Covid-19 RKI: Gesundheitsgefahr für Bevölkerung erstmals seit November nicht mehr "sehr hoch"

Nach dem stetigen Sinken der Pandemie-Zahlen (Infizierte, Patienten, Tote) hat das RKI auch den Status der Covid-19-Gesundheitsgefährdung für die Bevölkerung herabgesetzt. Aus "sehr hoch" wurde "hoch" – zum ersten Mal, seit Omikron vorherrscht und sogar früher im Jahr als 2021.
Ein Hinweis, dass die Pandemie bald vorbei ist, ist das aber noch nicht.

Omikron BA.4 und BA.5
Trotz der hohen Übertragbarkeit von Omikron sind die wichtigsten Kennzahlen der Pandemie so weit gesunken, dass das RKI den Gefährdungsgrad der Bevölkerung nicht mehr als "sehr hoch" einstuft - allerdings immer noch als "hoch". Bildrechte: IMAGO / Bihlmayerfotografie

Das Robert Koch-Institut hat den Status der Gesundheitsgefährdung für die Bevölkerung durch Covid-19 von der allerhöchsten Stufe herabgesenkt. Das war auch im vergangenen Jahr so, als es wärmer wurde, das Virus sich nicht mehr so stark ausbreitete und Infektions-, Patienten- sowie Todeszahlen sanken. Allerdings auf völlig anderem Niveau.

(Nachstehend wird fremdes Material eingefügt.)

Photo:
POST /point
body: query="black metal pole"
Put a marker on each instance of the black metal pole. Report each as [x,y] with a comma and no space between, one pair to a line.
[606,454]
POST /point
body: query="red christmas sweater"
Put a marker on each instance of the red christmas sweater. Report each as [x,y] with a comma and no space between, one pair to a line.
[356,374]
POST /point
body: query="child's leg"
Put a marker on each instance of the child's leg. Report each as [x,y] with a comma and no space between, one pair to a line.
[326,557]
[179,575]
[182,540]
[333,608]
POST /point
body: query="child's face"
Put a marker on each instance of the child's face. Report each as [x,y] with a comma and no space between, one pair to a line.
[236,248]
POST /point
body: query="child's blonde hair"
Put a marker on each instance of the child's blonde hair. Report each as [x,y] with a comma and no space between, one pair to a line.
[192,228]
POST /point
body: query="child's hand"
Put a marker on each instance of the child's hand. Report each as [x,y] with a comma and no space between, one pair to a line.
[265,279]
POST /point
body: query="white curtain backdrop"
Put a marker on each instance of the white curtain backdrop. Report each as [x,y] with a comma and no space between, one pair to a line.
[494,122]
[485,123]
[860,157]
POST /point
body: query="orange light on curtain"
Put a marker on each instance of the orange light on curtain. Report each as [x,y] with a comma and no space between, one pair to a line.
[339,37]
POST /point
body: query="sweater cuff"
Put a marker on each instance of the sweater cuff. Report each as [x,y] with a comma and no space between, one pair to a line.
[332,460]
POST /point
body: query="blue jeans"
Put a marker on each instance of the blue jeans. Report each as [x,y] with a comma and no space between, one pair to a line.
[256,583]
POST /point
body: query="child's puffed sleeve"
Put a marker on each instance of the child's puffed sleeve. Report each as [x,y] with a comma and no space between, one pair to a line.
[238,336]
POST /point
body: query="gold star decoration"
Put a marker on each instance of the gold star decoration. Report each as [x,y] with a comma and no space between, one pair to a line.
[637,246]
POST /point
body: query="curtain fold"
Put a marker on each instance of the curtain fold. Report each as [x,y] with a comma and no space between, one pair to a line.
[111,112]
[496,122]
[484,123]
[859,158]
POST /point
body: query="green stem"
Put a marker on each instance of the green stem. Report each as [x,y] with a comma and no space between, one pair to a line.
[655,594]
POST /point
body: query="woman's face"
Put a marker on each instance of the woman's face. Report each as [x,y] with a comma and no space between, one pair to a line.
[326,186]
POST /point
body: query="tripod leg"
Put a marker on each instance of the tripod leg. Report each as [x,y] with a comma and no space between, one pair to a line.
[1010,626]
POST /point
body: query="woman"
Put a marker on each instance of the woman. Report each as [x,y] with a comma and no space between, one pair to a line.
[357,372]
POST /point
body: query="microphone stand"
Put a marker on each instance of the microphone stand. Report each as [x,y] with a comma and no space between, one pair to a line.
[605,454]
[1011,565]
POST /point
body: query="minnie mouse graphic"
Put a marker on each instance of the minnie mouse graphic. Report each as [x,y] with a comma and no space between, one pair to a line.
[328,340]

Zum Vergleich: Die aktuellen Infektionszahlen (Stand 9. Mai) sind etwa so hoch wie auf dem Höhepunkt der Delta-Welle im November, also deutlich höher als im Frühjahr 2021. Damals senkte das RKI den Gefährdungsstatus erst am 1. Juni, bei einer Inzidenz von unter 40. In diesem Jahr passierte dieser Schritt nun etwa vier Wochen früher bei einer Inzidenz von deutlich über 500 – wie passt das zusammen?

Viel weniger schwere Verläufe

Die Antwort liegt natürlich in den viel weniger gewordenen schweren Verläufen als vor einem Jahr. Durch die "mildere" Omikron-Variante und den stark verbesserten Impfstatus der Bevölkerung ähneln die derzeitigen Zahlen von Intensivpatienten und Toten tatsächlich denen, als das RKI Anfang Juni 2021 nicht mehr von einer "sehr hohen" Gefährdung sprach.

Vorerst keine Impfstatus-Unterschiede

Interessant zu beobachten ist, dass das RKI nun erstmals seit vielen Monaten den Impfstatus der Menschen nicht mehr als Kriterium benutzt, um den Gefährdungsgrad zu unterscheiden. Im Sommer 2021 begann eine solche Unterscheidung, der Gefährdungsgrad für Un- oder nicht vollständig Geimpfte lautete damals "hoch", ab November "sehr hoch". Für vollständig Geimpfte war es erst "moderat", dann "hoch". Ende Dezember kam dann noch die Gruppe der Geboosterten hinzu. Vom 30.12.2021 bis Anfang Mai 2022 galt dann durchgängig folgende Abstufung der Gefährdungslage:

Insgesamt: sehr hoch
Unvollständig oder gar nicht geimpft: sehr hoch
Genesen oder grundimmunisiert: hoch
Geboostert: moderat

Doch diese Unterscheidungen gibt es nun – zumindest vorerst – nicht mehr. Zum Gefährdungsgrad heißt es im aktuellen Wochenbericht nur noch:

Insgesamt: hoch

Aber "hoch" ist eben noch nicht "moderat", geschweige denn "niedrig". Die Lage hat sich verbessert, aber die Pandemie ist noch nicht vorbei. Und selbst wenn die Tendenz anhält und Corona im Sommer nur eine untergeordnete Rolle spielen sollte, kann im Herbst und Winter schon wieder alles anders werden.